La création des OP il y a une dizaine d'années a bouleversé les relations entre transformateurs et producteurs. Historiquement, les prix du lait étaient définis en interprofession et les industriels, qu'il s'agisse de privés ou de coopératives, avaient l'habitude de donner le mot d'ordre – les industriels privés représentent 45 % de la collecte et les coopératives 55 %. Lorsque ce système a pris fin, les OP n'étant pas encore installées, les industriels ont rapidement pris la main et imposé le prix du lait. Depuis, les OP se sont organisées pour regrouper les producteurs afin de négocier avec les industriels. Mais le naturel revient toujours au galop : la volonté de gérer le prix du lait en fonction de ses propres intérêts demeure.
À mon sens, la structuration n'est pas encore aboutie car nous ne faisons pas le poids face à un industriel. Jusqu'à présent, la collecte était stable et avait même augmenté avec la fin des quotas en 2015. Il n'y avait aucune concurrence entre industriels ou coopératives car toutes les usines étaient correctement approvisionnées et nous n'avions pas la possibilité de changer de client. Les industriels étaient donc en position de force pour gérer leurs volumes.

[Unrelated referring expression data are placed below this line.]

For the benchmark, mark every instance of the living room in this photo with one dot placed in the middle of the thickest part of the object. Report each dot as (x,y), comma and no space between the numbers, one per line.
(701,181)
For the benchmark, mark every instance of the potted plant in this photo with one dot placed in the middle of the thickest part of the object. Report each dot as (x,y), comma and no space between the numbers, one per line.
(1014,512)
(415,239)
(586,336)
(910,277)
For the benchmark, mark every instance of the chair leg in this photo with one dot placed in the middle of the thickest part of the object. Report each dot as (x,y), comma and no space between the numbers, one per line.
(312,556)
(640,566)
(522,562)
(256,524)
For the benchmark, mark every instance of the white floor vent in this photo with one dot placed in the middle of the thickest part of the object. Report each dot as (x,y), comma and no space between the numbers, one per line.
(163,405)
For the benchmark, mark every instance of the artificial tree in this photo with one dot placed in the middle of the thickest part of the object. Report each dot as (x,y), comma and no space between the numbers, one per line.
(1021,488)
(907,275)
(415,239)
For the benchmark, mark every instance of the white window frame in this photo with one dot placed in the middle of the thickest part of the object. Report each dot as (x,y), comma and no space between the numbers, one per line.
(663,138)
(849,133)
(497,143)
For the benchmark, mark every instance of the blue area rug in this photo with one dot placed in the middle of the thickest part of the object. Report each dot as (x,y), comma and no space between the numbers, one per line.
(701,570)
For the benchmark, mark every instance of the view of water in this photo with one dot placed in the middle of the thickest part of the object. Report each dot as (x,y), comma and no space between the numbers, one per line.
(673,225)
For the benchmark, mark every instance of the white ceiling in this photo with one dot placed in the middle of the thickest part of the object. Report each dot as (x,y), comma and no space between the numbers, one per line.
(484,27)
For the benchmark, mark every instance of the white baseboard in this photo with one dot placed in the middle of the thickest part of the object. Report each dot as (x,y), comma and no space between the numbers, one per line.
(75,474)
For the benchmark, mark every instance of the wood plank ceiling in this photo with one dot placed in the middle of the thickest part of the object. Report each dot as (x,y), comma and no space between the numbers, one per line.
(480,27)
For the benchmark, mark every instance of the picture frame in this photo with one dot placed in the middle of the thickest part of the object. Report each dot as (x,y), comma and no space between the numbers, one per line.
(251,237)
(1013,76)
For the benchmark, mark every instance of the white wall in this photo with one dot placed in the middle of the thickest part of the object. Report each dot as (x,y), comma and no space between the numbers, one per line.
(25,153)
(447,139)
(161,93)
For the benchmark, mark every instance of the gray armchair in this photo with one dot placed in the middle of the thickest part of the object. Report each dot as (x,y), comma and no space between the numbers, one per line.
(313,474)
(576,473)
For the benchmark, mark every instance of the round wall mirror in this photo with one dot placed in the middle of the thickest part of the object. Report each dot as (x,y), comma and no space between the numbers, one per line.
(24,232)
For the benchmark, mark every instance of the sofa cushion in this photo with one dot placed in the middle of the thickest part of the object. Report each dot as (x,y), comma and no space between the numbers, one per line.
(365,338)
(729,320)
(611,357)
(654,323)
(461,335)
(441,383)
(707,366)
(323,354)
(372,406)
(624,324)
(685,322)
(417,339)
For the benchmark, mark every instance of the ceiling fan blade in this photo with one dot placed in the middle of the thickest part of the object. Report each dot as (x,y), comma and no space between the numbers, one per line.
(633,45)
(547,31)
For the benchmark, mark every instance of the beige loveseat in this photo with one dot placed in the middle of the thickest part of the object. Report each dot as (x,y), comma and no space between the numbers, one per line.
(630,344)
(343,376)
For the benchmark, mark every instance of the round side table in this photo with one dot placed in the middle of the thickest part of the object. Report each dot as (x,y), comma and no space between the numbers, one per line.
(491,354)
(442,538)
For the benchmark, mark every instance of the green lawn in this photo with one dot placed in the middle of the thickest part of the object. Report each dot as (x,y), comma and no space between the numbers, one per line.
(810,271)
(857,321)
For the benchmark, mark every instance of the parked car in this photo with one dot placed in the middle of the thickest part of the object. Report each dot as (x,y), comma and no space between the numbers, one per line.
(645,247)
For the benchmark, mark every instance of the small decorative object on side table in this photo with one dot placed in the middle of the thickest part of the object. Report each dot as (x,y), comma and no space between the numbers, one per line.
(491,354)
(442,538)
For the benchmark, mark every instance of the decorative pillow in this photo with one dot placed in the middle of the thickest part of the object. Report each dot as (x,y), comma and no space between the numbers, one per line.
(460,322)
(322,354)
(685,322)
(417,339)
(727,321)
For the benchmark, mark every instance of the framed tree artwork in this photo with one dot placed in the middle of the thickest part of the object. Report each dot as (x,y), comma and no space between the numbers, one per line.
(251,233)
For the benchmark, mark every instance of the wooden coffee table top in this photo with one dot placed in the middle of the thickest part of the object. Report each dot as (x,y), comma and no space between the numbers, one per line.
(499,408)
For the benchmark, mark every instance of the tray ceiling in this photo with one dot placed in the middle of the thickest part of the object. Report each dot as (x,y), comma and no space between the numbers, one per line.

Cela a évolué ces dernières années : la collecte diminuant, il n'y a plus la même quantité de lait pour approvisionner les usines. Depuis deux ans, on constate que des producteurs changent de clients, ce qui est très nouveau dans la filière laitière. Ces derniers mois, le groupe Lactalis a souhaité renouer avec son ancienne stratégie, à savoir imposer des prix qui ne conviennent pas aux producteurs et qui, surtout, ne sont pas le reflet de nos discussions des cinq dernières années. En effet, depuis l'instauration d'Egalim et la signature de notre accord-cadre, nous avons toujours pu négocier, parfois de façon musclée mais sur la base de discussions concrètes et argumentées. Depuis juin 2023 et jusqu'à janvier 2024, il ne nous a plus été possible de débattre avec Lactalis, qui nous imposait, comme il y a dix ans, le prix du lait qu'il avait décidé, sortant du cadre qui résultait d'Egalim.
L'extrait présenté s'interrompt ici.